Caroline told her the whole story for the first time. Lucinda heard with many an Oh and Ah of surprise or amusement. Maureen, whom they had brought with them, came in with tea on a tray. The three were like children together, laughing and happy, just being themselves and minding no rules of manners or position.

“I declare,” Lucinda said at last, “this evening has done me more good than the waters of the spa ..... or the entertainment ..... or the rest. I have not laughed so much in ages. Your Maureen is quite too funny. I only wish I could have her to care for my child.” Later, when they were alone, she asked: “Are you really in love with Nick Marsmain ..... really, truly?”

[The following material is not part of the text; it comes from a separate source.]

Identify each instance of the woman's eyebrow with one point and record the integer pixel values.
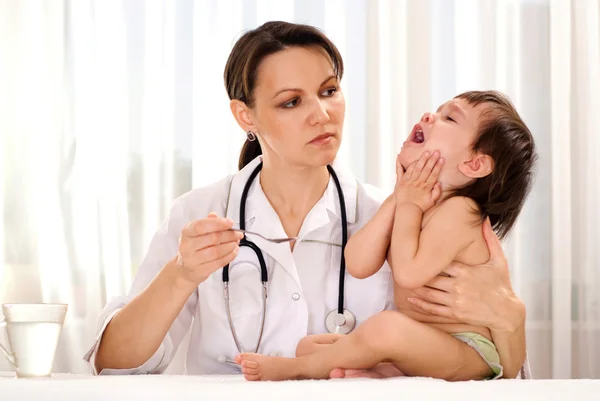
(300, 90)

Caroline could only smile. It was all like a dream. For weeks now, and for the weeks that followed their visit to Macroom, she drifted in a dream of love which gave her face so sweet, elusive gravity that the young blades were ready to die for one passing smile. Her very detachment rendered her the more alluring. She moved between two worlds and which was real she could hardly have said. Her state was quite uncharacteristic of her, who had always, even in her dreamiest phases, been essentially realistic. This was not a passing mood; in ways, it was more like a sickness. But had not the poets said so of love. She waited for the missives that came regularly from Nick by mail coach, read them as though they were poetry, folded them in the bosom of her dress, never wearying of their repetitive triteness. In love for the first time in her life, she was unaware that her delirium was more a state of being in love with love than of loving any man.

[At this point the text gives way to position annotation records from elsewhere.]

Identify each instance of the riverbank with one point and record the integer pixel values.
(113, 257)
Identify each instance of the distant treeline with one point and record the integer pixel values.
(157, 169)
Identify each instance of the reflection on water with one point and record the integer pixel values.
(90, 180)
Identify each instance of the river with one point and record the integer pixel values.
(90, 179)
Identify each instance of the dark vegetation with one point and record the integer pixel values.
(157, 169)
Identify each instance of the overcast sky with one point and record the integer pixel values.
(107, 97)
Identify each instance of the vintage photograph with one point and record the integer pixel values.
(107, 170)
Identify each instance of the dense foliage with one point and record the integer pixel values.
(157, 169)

Though it was winter, she lived in an inner glow that was Indian Summer. A delicious lethargy held her bound in the narrow circle that would, at one time, have seemed stifling. Little news of the unease in the country reached this small paradise for Gerard was careful never to excite Lucinda. If the French were on the sea, it was no more than a mirage. War was something that happened elsewhere.

But the golden band that bound her thigh was real. And she could not quite forget Fergal and the ship speeding out to sea in the autumn haze. And Hugh Ro O'Moran watching from the high road. And Dunalla ..... the fort of the swan.